In the previous post based on Steve Silberman's excellent Wired article (http://www.wired.com/medtech/drugs/magazine/17-09/ff_placebo_effect?currentPage=all) I took the perspective more favorable to the plight of the drug industry, worried that even good new drugs will fail to pass muster because of an overly inflated placebo response in double-blind trials. Now let's balance out the ledger by looking at the case for the drugs being weak, and that beating up on the placebo as the culprit is simply shooting the messenger.

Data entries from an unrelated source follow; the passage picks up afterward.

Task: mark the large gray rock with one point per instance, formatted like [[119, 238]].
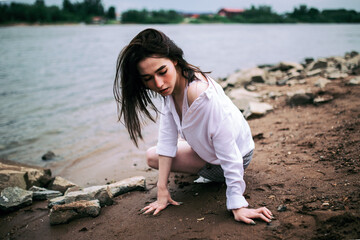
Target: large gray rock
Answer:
[[313, 73], [12, 178], [257, 109], [60, 184], [43, 193], [285, 66], [246, 76], [60, 214], [56, 201], [241, 98], [321, 82], [13, 198], [37, 177], [32, 176], [354, 81], [127, 185], [321, 63], [101, 193], [300, 98]]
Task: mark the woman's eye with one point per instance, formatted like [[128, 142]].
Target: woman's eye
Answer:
[[162, 73]]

First of all let's recall the complaints about the industry from critics such as Marcia Angell (The Truth About the Drug Companies). Angell and others argue that the companies get away with a lot, and are allowed to peddle a ton of me-too drugs, because a placebo-controlled trial sets such a low bar. All they have to do is prove their drugs are better than sugar pills. Ideally, for medical practice to move forward, companies would have to show that their new drugs beat out not the placebo, but the standard treatment already on the market (head to head trials)--the sort of comparative effectiveness research the drug industry and its minions are doing their level best to scuttle. So on that basis it seems weird to hear the drug companies complaining that demanding that they prove that their new drugs are better than placebos sets the bar too high, due to claims that the ol' sugar pill is suddenly on steroids.

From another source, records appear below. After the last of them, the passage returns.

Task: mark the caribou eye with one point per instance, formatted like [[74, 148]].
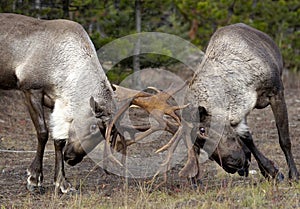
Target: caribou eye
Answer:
[[202, 130], [93, 128]]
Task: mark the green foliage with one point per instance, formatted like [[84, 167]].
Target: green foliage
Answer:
[[193, 20]]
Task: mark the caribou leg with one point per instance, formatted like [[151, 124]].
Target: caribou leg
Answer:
[[171, 148], [266, 166], [191, 168], [281, 117], [34, 103], [61, 184]]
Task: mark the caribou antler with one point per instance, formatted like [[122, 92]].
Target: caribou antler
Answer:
[[157, 105]]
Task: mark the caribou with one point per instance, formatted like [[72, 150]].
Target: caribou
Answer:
[[55, 64], [241, 70]]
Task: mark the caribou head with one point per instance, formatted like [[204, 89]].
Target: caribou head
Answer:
[[193, 126]]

There are several other passages in Silberman's article that suggest that the real problems may not be what the drug company wishes to think. An example:
"Big Pharma faces additional problems in beating placebo when it comes to psychiatric drugs. One is to accurately define the nature of mental illness. The litmus test of drug efficacy in antidepressant trials is a questionnaire called the Hamilton Depression Rating Scale. The HAM-D was created nearly 50 years ago based on a study of major depressive disorder in patients confined to asylums. Few trial volunteers now suffer from that level of illness. In fact, many experts are starting to wonder if what drug companies now call depression is even the same disease that the HAM-D was designed to diagnose."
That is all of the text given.